As we all know this is a big misconception associated with our terminology and unless we pay attention then there is a real danger that we will miss the boat and create something that’s going to hurt our companies and the industry as well.
Lean manufacturing in medical products, which should include but need not necessarily be limited to pharmaceuticals, vaccines, biotechnology products and medical devices is all about producing the highest quality products for consumers. As already noted, this is frequently missed out when one talks about Lean because out culture is often heavily geared towards the efficiency component. This is naturally understandable in a highly competitive global market where cost, time to market and short cycle times play such a critical role in the success of a product. However, with that being said, the focus on product quality has at least as much an impact on success because this is so tightly bound with product safety and the eventual successful deployment of the product as a medicinal agent.

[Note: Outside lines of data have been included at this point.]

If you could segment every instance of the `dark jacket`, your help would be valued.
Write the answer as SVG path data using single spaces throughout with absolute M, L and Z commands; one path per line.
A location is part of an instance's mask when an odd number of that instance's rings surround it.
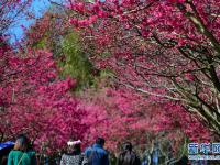
M 32 165 L 31 158 L 28 153 L 21 151 L 11 151 L 9 153 L 8 164 L 7 165 Z
M 119 155 L 117 165 L 141 165 L 141 161 L 133 151 L 127 151 Z
M 94 144 L 85 151 L 89 165 L 109 165 L 109 155 L 99 144 Z

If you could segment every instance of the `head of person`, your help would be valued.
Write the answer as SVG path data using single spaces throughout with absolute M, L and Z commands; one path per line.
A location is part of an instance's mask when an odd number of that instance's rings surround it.
M 14 150 L 25 152 L 29 148 L 29 139 L 24 134 L 16 138 Z
M 132 144 L 131 144 L 131 142 L 123 143 L 123 151 L 129 151 L 129 152 L 132 151 Z
M 80 153 L 81 152 L 81 141 L 68 141 L 68 153 Z
M 106 141 L 105 141 L 105 139 L 103 138 L 97 138 L 97 140 L 96 140 L 96 144 L 99 144 L 99 145 L 101 145 L 101 146 L 103 146 L 105 145 L 105 143 L 106 143 Z

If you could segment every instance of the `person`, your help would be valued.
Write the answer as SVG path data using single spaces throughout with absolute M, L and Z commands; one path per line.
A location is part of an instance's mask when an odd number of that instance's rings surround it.
M 61 165 L 87 165 L 88 161 L 81 153 L 81 141 L 69 141 L 68 152 L 63 154 Z
M 131 142 L 123 144 L 123 152 L 119 155 L 117 165 L 141 165 L 141 161 L 132 150 Z
M 9 153 L 7 165 L 32 165 L 28 154 L 29 140 L 25 135 L 19 135 L 14 148 Z
M 89 165 L 109 165 L 109 154 L 103 148 L 105 142 L 103 138 L 97 138 L 96 143 L 86 148 L 85 155 Z

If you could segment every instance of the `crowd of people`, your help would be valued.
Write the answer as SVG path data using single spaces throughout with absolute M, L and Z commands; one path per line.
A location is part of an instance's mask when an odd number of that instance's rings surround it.
M 40 165 L 34 150 L 25 135 L 19 135 L 10 151 L 6 165 Z M 105 139 L 97 138 L 95 144 L 81 152 L 81 141 L 67 142 L 67 151 L 61 157 L 61 165 L 109 165 L 109 153 L 105 150 Z M 141 163 L 130 142 L 123 143 L 123 151 L 117 158 L 117 165 L 147 165 Z

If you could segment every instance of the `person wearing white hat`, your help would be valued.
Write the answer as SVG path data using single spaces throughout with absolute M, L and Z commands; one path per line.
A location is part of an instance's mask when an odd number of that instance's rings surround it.
M 81 141 L 68 141 L 68 152 L 63 154 L 61 165 L 87 165 L 88 161 L 81 153 Z

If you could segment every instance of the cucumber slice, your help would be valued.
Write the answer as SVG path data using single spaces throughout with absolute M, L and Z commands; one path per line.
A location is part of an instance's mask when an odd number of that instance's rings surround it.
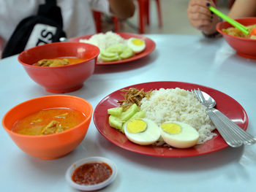
M 130 58 L 133 55 L 133 51 L 130 47 L 126 47 L 122 53 L 119 55 L 121 59 Z
M 123 120 L 124 122 L 129 120 L 130 118 L 132 117 L 133 115 L 138 112 L 139 107 L 137 106 L 136 104 L 133 104 L 132 106 L 129 107 L 127 110 L 125 112 L 122 112 L 120 115 L 120 119 Z
M 99 58 L 102 60 L 103 61 L 118 61 L 119 60 L 119 56 L 116 55 L 115 57 L 113 58 L 107 58 L 103 56 L 102 54 L 99 54 Z
M 123 107 L 114 107 L 108 110 L 108 114 L 112 115 L 114 116 L 120 116 L 121 113 L 123 112 Z
M 108 118 L 108 123 L 111 127 L 118 129 L 122 133 L 124 133 L 124 131 L 122 130 L 123 121 L 120 118 L 113 115 L 110 115 Z
M 109 46 L 105 50 L 110 53 L 118 53 L 119 55 L 123 53 L 126 47 L 127 47 L 122 45 L 114 45 Z
M 133 115 L 132 118 L 130 118 L 128 120 L 127 120 L 124 123 L 123 123 L 123 126 L 121 128 L 122 131 L 124 132 L 124 127 L 127 124 L 128 121 L 129 121 L 130 120 L 137 119 L 137 118 L 144 118 L 145 116 L 146 116 L 146 112 L 143 111 L 138 111 L 135 112 L 135 114 Z

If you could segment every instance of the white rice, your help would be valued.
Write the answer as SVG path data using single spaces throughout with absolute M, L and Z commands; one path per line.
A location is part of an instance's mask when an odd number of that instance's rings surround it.
M 211 139 L 216 134 L 215 127 L 196 96 L 184 89 L 160 88 L 153 91 L 149 99 L 143 98 L 140 110 L 146 112 L 146 118 L 159 126 L 165 121 L 180 121 L 189 124 L 199 133 L 197 144 Z
M 100 50 L 114 45 L 127 45 L 127 40 L 118 34 L 108 31 L 105 34 L 97 34 L 91 37 L 89 39 L 80 39 L 80 42 L 90 43 L 97 46 Z

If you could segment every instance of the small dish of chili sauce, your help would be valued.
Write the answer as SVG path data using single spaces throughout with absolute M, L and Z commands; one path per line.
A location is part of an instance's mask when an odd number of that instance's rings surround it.
M 112 161 L 102 157 L 91 157 L 72 164 L 67 170 L 66 180 L 78 190 L 94 191 L 109 185 L 116 174 L 116 166 Z

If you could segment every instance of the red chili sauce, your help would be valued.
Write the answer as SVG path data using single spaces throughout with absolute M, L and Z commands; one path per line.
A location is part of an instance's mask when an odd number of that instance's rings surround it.
M 89 163 L 78 166 L 72 180 L 80 185 L 95 185 L 106 180 L 112 174 L 111 167 L 105 163 Z

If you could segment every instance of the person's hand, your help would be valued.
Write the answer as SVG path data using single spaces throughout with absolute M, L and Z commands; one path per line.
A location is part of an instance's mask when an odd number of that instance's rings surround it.
M 187 9 L 191 25 L 206 34 L 216 32 L 216 25 L 219 22 L 218 16 L 208 9 L 210 5 L 216 7 L 212 0 L 190 0 Z

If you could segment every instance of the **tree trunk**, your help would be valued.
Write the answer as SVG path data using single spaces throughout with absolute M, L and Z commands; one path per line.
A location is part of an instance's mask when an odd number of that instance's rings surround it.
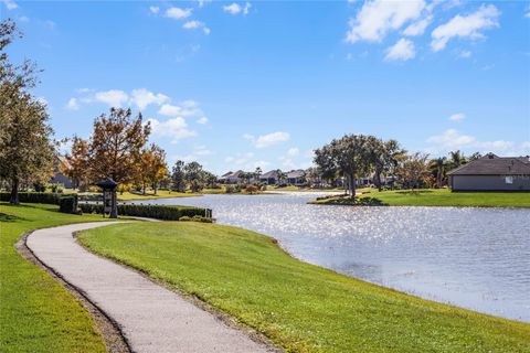
M 348 190 L 350 192 L 351 200 L 356 199 L 356 179 L 353 175 L 348 175 Z
M 381 185 L 381 171 L 380 170 L 375 170 L 375 175 L 374 175 L 374 182 L 375 182 L 375 186 L 378 188 L 379 191 L 381 191 L 383 188 Z
M 19 204 L 19 178 L 13 176 L 11 180 L 11 196 L 9 203 L 12 205 Z

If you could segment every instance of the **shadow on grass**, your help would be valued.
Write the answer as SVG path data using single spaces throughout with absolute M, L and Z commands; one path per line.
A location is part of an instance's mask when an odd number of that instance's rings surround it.
M 320 197 L 325 199 L 327 205 L 346 205 L 346 206 L 388 206 L 388 203 L 382 202 L 377 197 L 356 197 L 340 196 L 340 197 Z M 318 200 L 318 199 L 317 199 Z
M 403 191 L 396 191 L 396 194 L 402 194 L 402 195 L 421 195 L 421 194 L 430 194 L 434 192 L 433 190 L 403 190 Z
M 17 222 L 17 221 L 25 221 L 25 218 L 0 212 L 0 222 Z

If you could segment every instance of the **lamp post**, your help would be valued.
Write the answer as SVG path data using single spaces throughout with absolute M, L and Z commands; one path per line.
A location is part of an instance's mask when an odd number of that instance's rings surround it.
M 118 207 L 116 202 L 116 186 L 118 183 L 112 179 L 105 179 L 96 183 L 103 190 L 103 216 L 108 213 L 109 218 L 118 217 Z

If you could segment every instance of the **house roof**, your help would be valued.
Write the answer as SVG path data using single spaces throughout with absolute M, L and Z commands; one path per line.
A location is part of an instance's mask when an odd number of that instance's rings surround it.
M 297 169 L 297 170 L 292 170 L 290 172 L 287 173 L 287 178 L 301 178 L 304 176 L 304 174 L 306 173 L 306 171 L 301 170 L 301 169 Z
M 278 178 L 278 172 L 276 170 L 272 170 L 259 175 L 259 179 L 273 179 L 273 178 L 274 179 Z
M 64 167 L 64 169 L 66 169 L 66 170 L 72 169 L 72 164 L 70 164 L 70 161 L 66 157 L 64 157 L 62 154 L 57 154 L 57 160 Z
M 530 162 L 523 157 L 497 157 L 492 153 L 460 165 L 448 175 L 530 175 Z M 528 158 L 526 158 L 528 161 Z

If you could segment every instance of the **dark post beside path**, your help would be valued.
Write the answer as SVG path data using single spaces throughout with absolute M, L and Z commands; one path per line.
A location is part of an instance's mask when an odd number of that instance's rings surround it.
M 109 218 L 118 217 L 118 207 L 116 202 L 116 186 L 118 183 L 112 179 L 105 179 L 96 183 L 103 190 L 103 216 L 108 213 Z

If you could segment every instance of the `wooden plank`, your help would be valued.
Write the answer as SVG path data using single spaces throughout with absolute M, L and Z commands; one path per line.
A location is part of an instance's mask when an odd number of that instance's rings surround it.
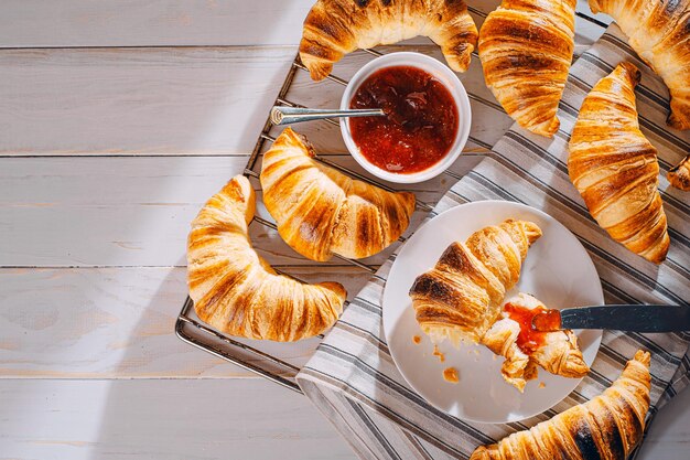
M 349 156 L 330 158 L 362 171 Z M 461 156 L 453 170 L 462 174 L 476 161 Z M 245 163 L 244 157 L 2 158 L 0 264 L 183 266 L 190 222 Z M 442 174 L 406 189 L 435 202 L 455 180 Z M 270 218 L 263 206 L 258 211 Z M 416 213 L 410 228 L 424 216 Z M 251 237 L 271 264 L 310 263 L 273 229 L 255 223 Z M 390 250 L 366 261 L 381 264 Z
M 294 47 L 0 51 L 0 156 L 251 151 Z
M 6 0 L 0 47 L 297 44 L 313 0 Z M 484 12 L 499 0 L 470 0 Z M 586 0 L 579 11 L 591 14 Z M 601 15 L 600 15 L 601 17 Z M 477 22 L 479 19 L 475 15 Z
M 602 29 L 578 21 L 583 50 Z M 429 43 L 402 49 L 441 57 Z M 0 156 L 247 153 L 294 54 L 292 46 L 2 50 L 0 129 L 12 136 Z M 362 62 L 348 57 L 336 72 L 352 75 Z M 476 57 L 462 78 L 471 93 L 488 94 Z
M 687 460 L 690 392 L 657 416 L 638 460 Z M 305 397 L 259 379 L 0 381 L 2 458 L 356 457 Z
M 351 298 L 369 278 L 351 266 L 281 269 L 309 282 L 338 281 Z M 255 375 L 175 336 L 185 268 L 6 268 L 0 292 L 0 377 Z M 317 342 L 252 345 L 301 366 Z
M 0 381 L 3 459 L 355 460 L 308 398 L 259 379 Z

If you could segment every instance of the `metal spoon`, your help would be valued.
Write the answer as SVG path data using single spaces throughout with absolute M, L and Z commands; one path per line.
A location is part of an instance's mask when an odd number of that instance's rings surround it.
M 273 125 L 289 125 L 323 118 L 339 117 L 385 117 L 386 114 L 380 108 L 331 110 L 308 107 L 283 107 L 274 106 L 271 109 L 271 122 Z

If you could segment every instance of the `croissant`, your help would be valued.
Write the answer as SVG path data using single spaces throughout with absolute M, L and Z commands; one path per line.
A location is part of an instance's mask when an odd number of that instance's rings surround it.
M 363 258 L 398 239 L 414 195 L 387 192 L 313 160 L 306 139 L 287 128 L 263 154 L 263 204 L 290 247 L 312 260 Z
M 622 63 L 584 98 L 570 138 L 568 169 L 592 217 L 613 239 L 660 264 L 669 237 L 657 151 L 639 130 L 639 71 Z
M 601 395 L 498 443 L 481 446 L 470 460 L 625 460 L 643 438 L 649 386 L 649 353 L 639 350 Z
M 527 248 L 541 229 L 508 220 L 451 244 L 436 265 L 410 288 L 417 321 L 434 343 L 450 339 L 478 342 L 500 314 L 506 291 L 515 286 Z
M 305 285 L 277 275 L 251 248 L 255 193 L 237 175 L 192 222 L 187 281 L 198 318 L 230 335 L 291 342 L 317 335 L 343 311 L 337 282 Z
M 537 365 L 563 377 L 584 377 L 590 371 L 578 347 L 578 338 L 571 330 L 535 332 L 524 329 L 531 324 L 529 310 L 546 310 L 539 300 L 519 293 L 506 300 L 504 317 L 496 321 L 482 338 L 482 343 L 506 360 L 502 374 L 506 382 L 520 392 L 527 381 L 537 378 Z M 529 320 L 524 324 L 519 320 Z
M 455 72 L 470 66 L 477 28 L 464 0 L 317 0 L 304 20 L 300 60 L 313 79 L 357 49 L 425 35 Z
M 574 51 L 576 0 L 504 0 L 479 31 L 484 79 L 521 127 L 552 137 Z
M 590 0 L 593 12 L 613 17 L 639 57 L 671 95 L 667 122 L 690 129 L 690 0 Z
M 677 189 L 690 190 L 690 156 L 686 157 L 678 165 L 671 168 L 667 174 L 668 181 Z

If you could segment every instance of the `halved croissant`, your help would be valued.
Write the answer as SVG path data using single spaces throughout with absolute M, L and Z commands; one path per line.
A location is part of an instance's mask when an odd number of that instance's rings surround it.
M 584 98 L 570 138 L 568 170 L 592 217 L 613 239 L 655 264 L 669 237 L 657 151 L 639 130 L 639 71 L 622 63 Z
M 649 353 L 639 350 L 603 394 L 498 443 L 481 446 L 470 460 L 625 460 L 643 438 L 649 387 Z
M 230 335 L 290 342 L 317 335 L 343 311 L 337 282 L 305 285 L 277 275 L 251 248 L 255 193 L 233 178 L 192 222 L 187 281 L 198 318 Z
M 671 94 L 667 122 L 690 129 L 690 0 L 590 0 L 593 12 L 613 17 L 639 57 Z
M 304 20 L 300 58 L 315 81 L 357 49 L 425 35 L 449 66 L 465 72 L 477 42 L 477 28 L 464 0 L 317 0 Z
M 527 310 L 546 310 L 542 302 L 527 293 L 506 299 L 506 307 L 517 306 Z M 551 374 L 563 377 L 584 377 L 590 367 L 578 347 L 578 336 L 571 330 L 532 333 L 540 343 L 527 343 L 520 347 L 518 336 L 521 324 L 505 312 L 482 338 L 482 343 L 494 353 L 504 356 L 502 374 L 506 382 L 525 389 L 527 381 L 537 378 L 537 365 Z
M 678 165 L 671 168 L 666 175 L 668 181 L 677 189 L 690 190 L 690 154 Z
M 290 247 L 312 260 L 333 253 L 364 258 L 402 235 L 414 212 L 412 193 L 353 180 L 312 157 L 306 139 L 290 128 L 263 154 L 263 203 Z
M 417 321 L 434 343 L 450 339 L 478 342 L 500 314 L 515 286 L 527 248 L 541 236 L 526 221 L 508 220 L 451 244 L 434 268 L 410 288 Z
M 552 137 L 575 47 L 576 0 L 504 0 L 479 31 L 484 79 L 514 120 Z

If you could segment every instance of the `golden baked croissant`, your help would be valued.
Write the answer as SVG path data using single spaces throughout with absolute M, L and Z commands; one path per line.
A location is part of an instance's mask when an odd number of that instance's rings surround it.
M 639 57 L 671 94 L 667 122 L 690 129 L 690 0 L 590 0 L 593 12 L 613 17 Z
M 515 286 L 527 248 L 541 229 L 508 220 L 451 244 L 436 265 L 410 288 L 417 321 L 432 342 L 478 342 L 500 314 L 506 291 Z
M 506 299 L 504 318 L 496 321 L 482 338 L 482 343 L 506 360 L 502 374 L 506 382 L 525 389 L 527 381 L 537 378 L 537 365 L 563 377 L 584 377 L 590 367 L 578 347 L 571 330 L 535 332 L 530 311 L 547 308 L 527 293 Z M 524 324 L 520 320 L 528 323 Z M 528 329 L 526 329 L 528 328 Z
M 639 350 L 601 395 L 481 446 L 470 460 L 625 460 L 643 438 L 650 383 L 649 353 Z
M 671 168 L 666 175 L 668 181 L 677 189 L 690 190 L 690 154 L 686 157 L 678 165 Z
M 613 239 L 655 264 L 669 237 L 657 151 L 639 130 L 639 71 L 621 63 L 582 103 L 570 137 L 568 170 L 592 217 Z
M 484 79 L 521 127 L 552 137 L 572 61 L 576 0 L 504 0 L 479 31 Z
M 312 157 L 306 139 L 290 128 L 263 154 L 263 203 L 290 247 L 312 260 L 333 253 L 364 258 L 402 235 L 414 212 L 412 193 L 353 180 Z
M 333 325 L 345 301 L 337 282 L 305 285 L 276 271 L 251 248 L 255 193 L 233 178 L 192 222 L 187 281 L 198 318 L 230 335 L 291 342 Z
M 304 20 L 300 60 L 313 79 L 357 49 L 425 35 L 455 72 L 470 66 L 477 28 L 464 0 L 317 0 Z

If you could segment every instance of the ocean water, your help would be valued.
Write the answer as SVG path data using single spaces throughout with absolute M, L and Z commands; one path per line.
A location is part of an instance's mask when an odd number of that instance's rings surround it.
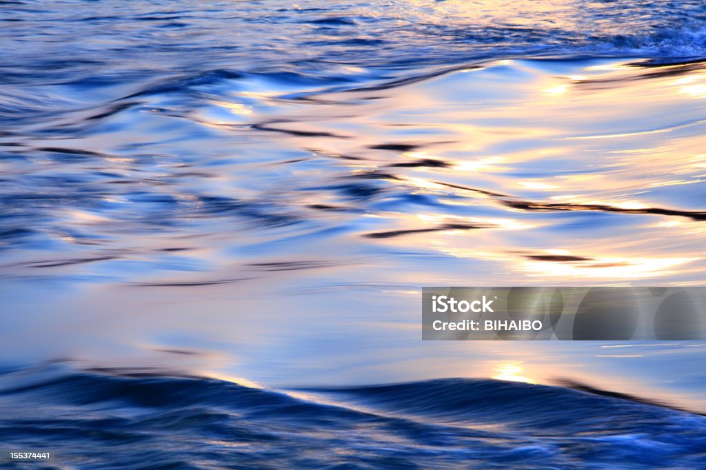
M 419 323 L 424 285 L 703 284 L 702 2 L 18 0 L 0 23 L 7 450 L 706 466 L 706 344 Z

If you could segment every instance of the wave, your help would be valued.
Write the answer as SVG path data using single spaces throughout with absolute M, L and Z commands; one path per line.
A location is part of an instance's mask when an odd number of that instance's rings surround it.
M 302 392 L 55 365 L 0 377 L 0 438 L 91 469 L 706 464 L 706 418 L 561 387 L 445 379 Z

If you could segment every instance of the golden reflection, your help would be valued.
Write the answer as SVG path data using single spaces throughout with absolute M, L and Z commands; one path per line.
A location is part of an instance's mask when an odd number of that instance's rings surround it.
M 503 362 L 495 368 L 496 373 L 491 378 L 497 380 L 509 380 L 510 382 L 524 382 L 525 383 L 537 383 L 532 379 L 522 375 L 524 370 L 522 367 L 522 362 L 519 361 L 510 361 Z
M 698 258 L 596 258 L 577 263 L 527 260 L 520 269 L 530 276 L 640 279 L 674 275 L 678 266 L 696 261 Z
M 546 95 L 561 95 L 568 91 L 568 85 L 558 85 L 556 87 L 544 89 L 544 92 Z

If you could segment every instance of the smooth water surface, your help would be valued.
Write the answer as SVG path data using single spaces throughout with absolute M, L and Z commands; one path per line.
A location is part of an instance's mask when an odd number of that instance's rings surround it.
M 180 468 L 706 459 L 702 417 L 594 393 L 706 411 L 706 344 L 419 323 L 424 285 L 703 283 L 702 2 L 18 1 L 0 22 L 8 442 L 75 432 L 92 469 L 102 440 L 144 468 L 141 439 L 205 442 Z M 263 450 L 299 426 L 302 460 Z

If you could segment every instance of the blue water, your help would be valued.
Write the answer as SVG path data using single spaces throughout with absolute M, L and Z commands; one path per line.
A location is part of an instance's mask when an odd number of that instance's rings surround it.
M 0 46 L 8 450 L 706 467 L 706 344 L 419 318 L 424 285 L 703 284 L 703 2 L 18 0 Z
M 706 457 L 704 416 L 511 382 L 302 395 L 54 367 L 3 376 L 1 387 L 13 400 L 2 407 L 6 446 L 51 447 L 57 468 L 695 469 Z

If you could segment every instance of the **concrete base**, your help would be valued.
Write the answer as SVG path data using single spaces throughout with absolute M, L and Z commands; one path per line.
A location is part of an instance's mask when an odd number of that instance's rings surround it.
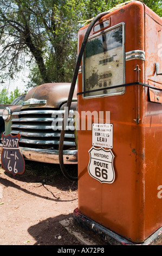
M 71 220 L 71 221 L 72 221 Z M 93 220 L 81 214 L 77 208 L 74 211 L 73 226 L 77 234 L 88 239 L 90 243 L 83 245 L 162 245 L 162 227 L 142 243 L 135 243 L 113 232 Z M 75 233 L 73 233 L 75 235 Z M 82 239 L 81 242 L 85 242 Z

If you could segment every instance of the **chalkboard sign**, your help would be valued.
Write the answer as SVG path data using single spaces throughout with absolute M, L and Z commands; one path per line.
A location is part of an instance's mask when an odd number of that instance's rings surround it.
M 18 142 L 21 135 L 13 136 L 2 135 L 3 150 L 1 154 L 1 162 L 3 168 L 12 173 L 22 174 L 25 169 L 25 161 L 18 148 Z

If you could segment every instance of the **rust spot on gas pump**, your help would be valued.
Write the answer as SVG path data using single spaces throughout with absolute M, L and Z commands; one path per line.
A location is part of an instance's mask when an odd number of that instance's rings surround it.
M 125 12 L 125 10 L 124 9 L 121 9 L 119 11 L 119 13 L 124 13 L 124 12 Z
M 134 154 L 134 155 L 135 154 L 136 155 L 137 155 L 137 153 L 135 152 L 135 149 L 132 149 L 132 151 L 133 152 L 133 153 Z

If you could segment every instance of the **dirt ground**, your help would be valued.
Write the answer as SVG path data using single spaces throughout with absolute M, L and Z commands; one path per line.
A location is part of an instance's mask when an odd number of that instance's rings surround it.
M 15 176 L 1 166 L 0 245 L 81 245 L 59 223 L 77 207 L 77 182 L 64 178 L 59 166 L 25 164 Z

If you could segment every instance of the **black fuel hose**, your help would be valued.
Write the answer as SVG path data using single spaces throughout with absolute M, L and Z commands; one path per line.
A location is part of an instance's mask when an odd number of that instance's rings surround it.
M 92 31 L 93 26 L 98 20 L 100 20 L 103 16 L 106 15 L 106 14 L 109 14 L 109 11 L 105 11 L 103 13 L 101 13 L 96 16 L 96 17 L 91 21 L 90 23 L 88 29 L 85 35 L 83 40 L 82 41 L 81 46 L 77 56 L 77 59 L 74 70 L 74 72 L 71 83 L 71 86 L 69 90 L 69 93 L 68 95 L 68 98 L 67 103 L 67 108 L 66 108 L 66 111 L 64 115 L 64 118 L 62 123 L 62 129 L 61 131 L 60 138 L 60 143 L 59 143 L 59 162 L 61 170 L 63 174 L 68 179 L 70 180 L 77 180 L 77 176 L 76 177 L 74 177 L 70 175 L 67 170 L 65 168 L 64 164 L 63 163 L 63 142 L 64 138 L 64 133 L 65 130 L 64 129 L 64 124 L 67 124 L 67 119 L 69 115 L 69 109 L 71 106 L 71 103 L 73 99 L 73 96 L 74 94 L 74 92 L 75 89 L 75 87 L 76 84 L 76 82 L 78 72 L 80 68 L 80 63 L 82 60 L 82 55 L 83 54 L 85 46 L 87 44 L 87 41 L 89 36 L 89 35 Z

The social responsibility associated with making a safe medical product is extremely important as the consequences of a defect are connected to the damage of patient’s lives. From experience we know that these situations kill the product commercially and ultimately harm the brand of the company for future pipeline products. So the case for building and maintaining elements necessary to assure appropriate quality standards in a medical products manufacturing process are integral in the overall strategy for production and sale of the product.
In more recent times Toyota’s Lean approach to manufacturing has been blamed for the fall in quality that resulted in the failure of some of its automobiles and these resulted in significant product complaints.
It’s important that the medical products industry learn lessons from this experience as the consequences for failure due to perceived short cuts would be devastating for consumer confidence.
Lean programs in Biomanufacturing should always take a conservative approach as any issues that have a safety element connected with product quality with be heavily scrutinized by the industry regulators.
It is our thesis that it is not a conflict to be able to attain a Lean manufacturing process that meets efficient COGs and uses available resources effectively without sacrificing anything associated with product quality and safety. In fact, it’s out contention that through the appropriate application of Risk analysis advocated in many of the newer ICH documents, that the concepts of Quality by Design, will bring about both product quality/safety and process efficiency goals simultaneously.